We use ACC to evaluate the performance of our model on two different partitioned datasets. We have strict requirements for accuracy, requiring that the Remi-digitized sequence generated be exactly the same as the digitized sequence of the original melody to be accurate and that the music we generate has the same chord, note, duration, and other information as the original melody. Because Lee uses two sequences of notes and duration to represent the MIDI audio on this original dataset, which cannot be directly compared, we use Seq2Seq, which is the same parameter in this paper, to perform comparison experiments on Remi representation. The experimental results are shown in Table 4, and the accuracy (ACC) is the evaluation index. The data scale of different datasets under this division is shown in Table 5.

4. Conclusion

Music contains abundant human emotional information. Studies about music emotional classification can help to organize and retrieve a large amount of music data. Music contains two modes of emotional information: audio and lyric text. By building a multimodal music emotional classification system, the classification performance can be effectively improved.

This paper chooses the Thayer emotional model as the basis of music emotional classification and divides music into four categories: anger, joy, relaxation, and sadness. To solve the problem of long duration and complex composition of real music, this paper presents a fine-grained segmentation preprocessing method and extracts pure background sound fragments through vocal separation to optimize the sample set to improve classification performance. In view of the limitations of single feature and the limitations of single network classification method, this paper presents a single-modal emotional classification model based on CNN-LSTM, which achieves the best classification results, with the audio classification accuracy of 68% and the text classification accuracy of 74%. The heterogeneity between different modal data is also a big challenge for the classification system of multimodal fusion. This paper presents a multimodal integrated learning method based on stacking architecture, which achieves the best multimodal classification performance with a classification accuracy of 78%, which is much better than that of single-modal classification.

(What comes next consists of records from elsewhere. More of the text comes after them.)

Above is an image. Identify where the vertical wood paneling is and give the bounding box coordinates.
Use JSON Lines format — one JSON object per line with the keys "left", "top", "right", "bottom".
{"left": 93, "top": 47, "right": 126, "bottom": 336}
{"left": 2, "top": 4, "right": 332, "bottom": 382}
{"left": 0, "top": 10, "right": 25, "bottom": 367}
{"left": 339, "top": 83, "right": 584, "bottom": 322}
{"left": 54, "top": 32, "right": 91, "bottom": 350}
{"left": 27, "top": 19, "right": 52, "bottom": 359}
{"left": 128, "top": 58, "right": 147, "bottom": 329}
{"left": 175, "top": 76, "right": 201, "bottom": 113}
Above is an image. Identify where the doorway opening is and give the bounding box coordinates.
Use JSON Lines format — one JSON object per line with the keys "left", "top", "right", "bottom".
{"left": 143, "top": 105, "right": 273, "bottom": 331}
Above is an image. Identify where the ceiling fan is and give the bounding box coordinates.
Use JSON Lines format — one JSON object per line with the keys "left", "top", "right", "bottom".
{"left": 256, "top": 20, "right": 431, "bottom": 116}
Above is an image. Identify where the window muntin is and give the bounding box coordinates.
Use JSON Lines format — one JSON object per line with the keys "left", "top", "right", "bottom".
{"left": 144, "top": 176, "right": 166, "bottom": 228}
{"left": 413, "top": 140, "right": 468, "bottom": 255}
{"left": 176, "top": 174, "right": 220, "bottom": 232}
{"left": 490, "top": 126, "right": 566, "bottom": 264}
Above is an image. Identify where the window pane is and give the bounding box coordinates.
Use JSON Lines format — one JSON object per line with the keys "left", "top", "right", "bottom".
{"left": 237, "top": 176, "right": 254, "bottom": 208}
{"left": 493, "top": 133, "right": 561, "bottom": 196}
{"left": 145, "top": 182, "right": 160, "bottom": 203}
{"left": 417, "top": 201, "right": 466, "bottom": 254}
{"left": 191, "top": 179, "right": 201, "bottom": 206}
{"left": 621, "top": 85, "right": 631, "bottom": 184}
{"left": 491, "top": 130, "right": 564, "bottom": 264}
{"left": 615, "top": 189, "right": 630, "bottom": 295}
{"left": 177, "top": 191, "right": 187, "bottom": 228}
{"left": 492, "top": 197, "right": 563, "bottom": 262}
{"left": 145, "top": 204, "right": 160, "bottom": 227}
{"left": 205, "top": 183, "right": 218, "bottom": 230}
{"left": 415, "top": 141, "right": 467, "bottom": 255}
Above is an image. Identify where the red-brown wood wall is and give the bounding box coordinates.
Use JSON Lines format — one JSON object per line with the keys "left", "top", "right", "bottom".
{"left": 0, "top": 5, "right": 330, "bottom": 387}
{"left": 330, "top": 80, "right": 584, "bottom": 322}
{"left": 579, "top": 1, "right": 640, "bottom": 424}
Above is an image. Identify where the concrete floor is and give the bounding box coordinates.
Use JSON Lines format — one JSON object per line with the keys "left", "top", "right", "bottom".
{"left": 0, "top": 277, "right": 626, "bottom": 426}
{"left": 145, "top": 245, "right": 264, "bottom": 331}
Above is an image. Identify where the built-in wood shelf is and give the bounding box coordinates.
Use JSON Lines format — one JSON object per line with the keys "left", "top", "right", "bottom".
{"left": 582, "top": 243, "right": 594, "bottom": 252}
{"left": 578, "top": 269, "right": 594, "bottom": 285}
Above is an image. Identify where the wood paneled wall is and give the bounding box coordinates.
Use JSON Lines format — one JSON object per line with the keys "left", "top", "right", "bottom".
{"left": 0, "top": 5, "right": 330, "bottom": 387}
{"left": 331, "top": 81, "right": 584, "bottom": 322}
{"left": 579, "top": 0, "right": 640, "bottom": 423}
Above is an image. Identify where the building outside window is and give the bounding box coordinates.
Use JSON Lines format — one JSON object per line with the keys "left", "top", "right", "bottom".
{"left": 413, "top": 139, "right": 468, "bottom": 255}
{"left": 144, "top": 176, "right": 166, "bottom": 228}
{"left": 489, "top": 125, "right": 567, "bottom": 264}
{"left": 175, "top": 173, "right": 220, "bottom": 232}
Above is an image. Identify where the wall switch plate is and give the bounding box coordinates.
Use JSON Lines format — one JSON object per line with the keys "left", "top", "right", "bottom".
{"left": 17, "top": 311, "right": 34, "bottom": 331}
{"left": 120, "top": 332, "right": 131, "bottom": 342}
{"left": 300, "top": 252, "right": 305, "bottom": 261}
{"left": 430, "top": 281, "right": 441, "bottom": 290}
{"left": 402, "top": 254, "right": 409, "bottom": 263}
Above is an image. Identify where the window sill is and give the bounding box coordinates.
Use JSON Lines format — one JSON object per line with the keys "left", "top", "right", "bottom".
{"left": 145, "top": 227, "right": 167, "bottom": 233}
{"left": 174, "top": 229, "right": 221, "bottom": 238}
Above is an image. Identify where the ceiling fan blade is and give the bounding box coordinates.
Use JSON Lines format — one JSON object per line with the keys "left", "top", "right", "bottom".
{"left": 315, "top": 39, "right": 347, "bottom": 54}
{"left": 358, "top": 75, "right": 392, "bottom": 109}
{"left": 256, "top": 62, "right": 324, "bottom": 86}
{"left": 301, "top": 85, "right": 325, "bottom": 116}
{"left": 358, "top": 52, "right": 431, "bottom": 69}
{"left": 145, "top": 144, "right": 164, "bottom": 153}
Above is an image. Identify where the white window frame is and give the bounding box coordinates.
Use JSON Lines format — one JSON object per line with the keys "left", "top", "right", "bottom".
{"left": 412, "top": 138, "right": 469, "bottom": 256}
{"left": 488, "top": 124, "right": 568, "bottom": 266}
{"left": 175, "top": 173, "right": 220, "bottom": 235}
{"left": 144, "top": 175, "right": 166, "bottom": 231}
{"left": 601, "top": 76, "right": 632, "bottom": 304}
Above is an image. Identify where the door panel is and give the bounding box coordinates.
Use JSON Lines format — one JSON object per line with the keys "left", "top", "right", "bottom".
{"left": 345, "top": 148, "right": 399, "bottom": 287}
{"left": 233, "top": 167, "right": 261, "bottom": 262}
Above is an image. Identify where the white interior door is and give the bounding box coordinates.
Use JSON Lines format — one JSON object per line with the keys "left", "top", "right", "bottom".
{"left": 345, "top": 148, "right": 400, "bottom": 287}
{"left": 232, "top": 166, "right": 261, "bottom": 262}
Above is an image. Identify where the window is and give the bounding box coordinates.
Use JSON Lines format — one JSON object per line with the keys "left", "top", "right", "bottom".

At the same time, we designed a set of dual Seq2Seq models based on reinforcement learning. With this model, we can effectively control the emotion between lyrics and melodies to achieve the goal of music generation based on emotional guidance. The model adds reward values for emotional consistency and reward values for content fidelity to achieve the same emotional type between the output melody and the input lyrics.

In the future, we will mainly try to carry out from the following aspects. First, we will continue to improve the constructed music dataset, such as labeling some other music structures (such as prelude and bridge segment). At the same time, the classification method proposed in this paper should be improved and the optimization parameters of the network model need to be adjusted to improve the classification accuracy.

Data Availability

The labeled dataset used to support the findings of this study are available from the corresponding author upon request.

Conflicts of Interest

The authors declare that there are no conflicts of interest.


This study was supported by Weinan Normal University.